EDUCATIONAL ACTIVITIES

This page describes courses taught at UCLA by Prof. Alex Hall. Here you can also find links to syllabi and course web sites.

AOS 1 Climate Change: from Puzzles to Policy
link to official course web site

Lecture and discussion, four units. Special laboratory option 1L, one unit. Spring quarter 2005. Overview of the fundamentals of earth's climate, including the greenhouse effect, water and chemical cycles, outstanding features of the atmospheric and ocean circulation, and feedbacks between different system components. Exciting and contentious scientific puzzles of the climate system, including the causes of the ice ages, greenhouse warming, and El Nino/La Nina. The importance of climate science and prediction to society, with emphasis on science's role in identifying, quantifying, and solving environmental problems such as the ozone hole and greenhouse warming.
Tues/Thurs 9:30-10:45AM
syllabus

Past Courses AOS 200B Introduction to the Dynamics of the Earth System

Lecture and discussion, four units. Fall quarter 2005. Overview of general circulation of atmosphere and ocean; global energy balances; coupled circulations (such as El Niņo); mesoscale, synoptic, and tropical phenomena; boundary layers, clouds, and convection; biogeochemical cycles; climate variability and change. Letter grading.
Mon/Wed 9:00-10:30AM
syllabus

AOS 244 Radiation and Climate

Lecture/Discussion, 4 units. Spring Quarter 2002.
This quarter, AS244 was offered as a special research seminar on the role of the diurnal cycle in determining the mean state of the climate system. Letter grading.
Tu/Th 3-4:30PM
schedule
reading list

AOS 281 Special Topics in Dynamic Meteorology: Climate Sensitivity

Lecture, 3 units. Fall Quarter 2001.
How much will the earth warm for a given increase in greenhouse gases?

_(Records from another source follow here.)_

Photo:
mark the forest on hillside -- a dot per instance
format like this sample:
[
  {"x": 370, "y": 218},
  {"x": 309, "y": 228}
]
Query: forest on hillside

What is the climate's sensitivity to other kinds of external forcings, such as volcanic eruptions or changes in the distribution of sunshine due to changes of the earth's orbit? These timely issues are the topic of this course. We will examine the main mechanisms thought to control climate sensitivity and the geographical distribution of climate response, including temperature, lapse rate, water vapor, cloud, and ice/snow albedo feedbacks. In addition, we will examine processes modulating the transient response of the climate to an external forcing, such as the ocean circulation. Finally, we will study how the hydrologic cycle, an element of climate of comparable importance to temperature, might change in response to an external forcing. Letter grading.